• illusory contour;
  • inferior temporal cortex;
  • Kanizsa figures;
  • rhesus monkey;
  • shape selectivity


Stimulus reduction is an effective way to study visual performance. Cues such as surface characteristics, colour and inner lines can be removed from stimuli, revealing how the change affects recognition and neural processing. An extreme reduction is the removal of the very stimulus, defining it with illusory lines. Perceived boundaries without physical differences between shape and background are called illusory (or subjective) contours. Illusory and real contours activate early stages of the macaque visual pathway in similar ways. However, data relating to the processing of illusory contours in higher visual areas are scarce.
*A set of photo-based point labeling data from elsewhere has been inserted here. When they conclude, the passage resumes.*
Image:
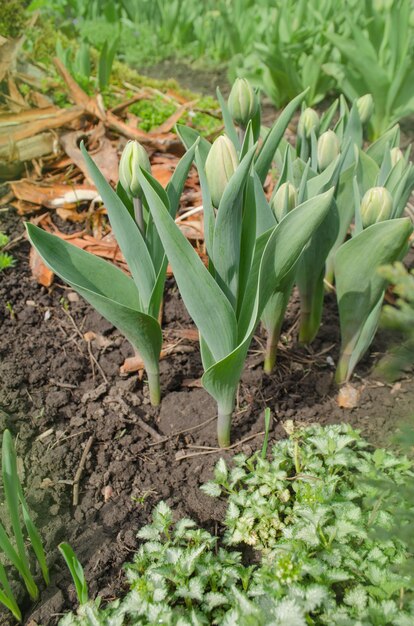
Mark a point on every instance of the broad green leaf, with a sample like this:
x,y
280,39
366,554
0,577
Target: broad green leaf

We recently reported how illusory contours based on abutting-line gratings affect neurones in the monkey inferotemporal cortex, an area essential for object and shape vision. We now present data on how inferotemporal cortical neurones of monkeys react to another type of shapes, the Kanizsa figures. A set of line drawings, silhouettes, their illusory contour-based counterparts, and control shapes have been presented to awake, fixating rhesus monkeys while single-cell activity was recorded in the anterior part of the inferotemporal cortex. Most of the recorded neurones were responsive and selective to shapes presented as illusory contours. Shape selectivity was proved to be different for line drawings and illusory contours, and also for silhouettes and illusory contours. Neuronal response latencies for Kanizsa figures were significantly longer than those for line drawings and silhouettes. These results reveal differences in processing for Kanizsa figures and shapes having real contours in the monkey inferotemporal cortex.